If you're going to even mention The Beatles in your press release, you damn well better be able to back it up. Although Trophy Scars sound nothing like five prominent godfathers of pop music, they indeed back it up, and then some.

This band takes the softest elements of early-90s screamo, Bright Eyes's half-drunken, melancholic ramblings, the shrieks and "ba da da da"s coming from an unexpected speaker of any Blood Brothers song, and spin them in a fucking blender like they were Julia Child. If you're requesting a genre, post-hardcore seems to be the best fit - but it would be unfair to both the band and the genre. Call it whatever you want, call it collect for all I care - I'm calling it "the art of hype sucking me in like a black hole."

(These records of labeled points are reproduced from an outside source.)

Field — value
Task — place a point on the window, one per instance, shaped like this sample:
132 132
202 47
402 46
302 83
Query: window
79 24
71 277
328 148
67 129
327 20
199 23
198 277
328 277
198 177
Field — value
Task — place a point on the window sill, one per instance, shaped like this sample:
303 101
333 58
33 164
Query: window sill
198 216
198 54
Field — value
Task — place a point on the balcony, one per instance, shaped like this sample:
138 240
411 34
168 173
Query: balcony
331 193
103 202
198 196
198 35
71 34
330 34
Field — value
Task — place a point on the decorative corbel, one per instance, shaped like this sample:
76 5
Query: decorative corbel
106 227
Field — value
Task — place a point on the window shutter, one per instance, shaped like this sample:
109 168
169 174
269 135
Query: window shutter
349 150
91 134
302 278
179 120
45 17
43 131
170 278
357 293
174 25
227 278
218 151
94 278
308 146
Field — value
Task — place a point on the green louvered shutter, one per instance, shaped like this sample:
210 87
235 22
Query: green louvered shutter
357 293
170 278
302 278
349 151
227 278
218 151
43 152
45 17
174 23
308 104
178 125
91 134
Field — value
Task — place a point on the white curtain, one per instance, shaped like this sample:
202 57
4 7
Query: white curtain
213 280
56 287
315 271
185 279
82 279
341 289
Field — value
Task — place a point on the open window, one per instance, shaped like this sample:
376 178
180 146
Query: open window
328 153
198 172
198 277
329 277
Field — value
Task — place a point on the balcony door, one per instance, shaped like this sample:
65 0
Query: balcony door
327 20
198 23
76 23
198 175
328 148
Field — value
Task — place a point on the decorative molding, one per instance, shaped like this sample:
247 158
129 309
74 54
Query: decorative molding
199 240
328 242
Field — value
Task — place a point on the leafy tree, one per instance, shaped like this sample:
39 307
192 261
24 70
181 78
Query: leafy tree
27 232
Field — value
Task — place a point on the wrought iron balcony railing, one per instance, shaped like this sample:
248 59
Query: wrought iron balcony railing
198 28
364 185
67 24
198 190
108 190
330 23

Looking for verse-chorus-verse-chorus-bridge-chorus out? Forget it; take your search elsewhere. These songs know no structure. "There Are Ghosts" is a minute-long, piano-key dominated intro that sounds exactly like Conor Oberst is at the helms of, until towards the end when a confession of the ghouls' presence are subsequently acted out by literal screams of "there're ghosts!". As does every track together, it seamlessly flows into "Designed Like Dice (Crickets in Tune)," with a snappy, staccato snare and a slight alliteration use of the letter 's.' Textured, cake-layered shouts capture the mood throughout the entire length of the eclectic EP. Certain things happen that are much less random than they sound. Three and a half minutes into "...And That's Where They Found My Body," a jazzy, lounge-styled keyboard sneaks in under the screams, but it's just plain groovy at that one point.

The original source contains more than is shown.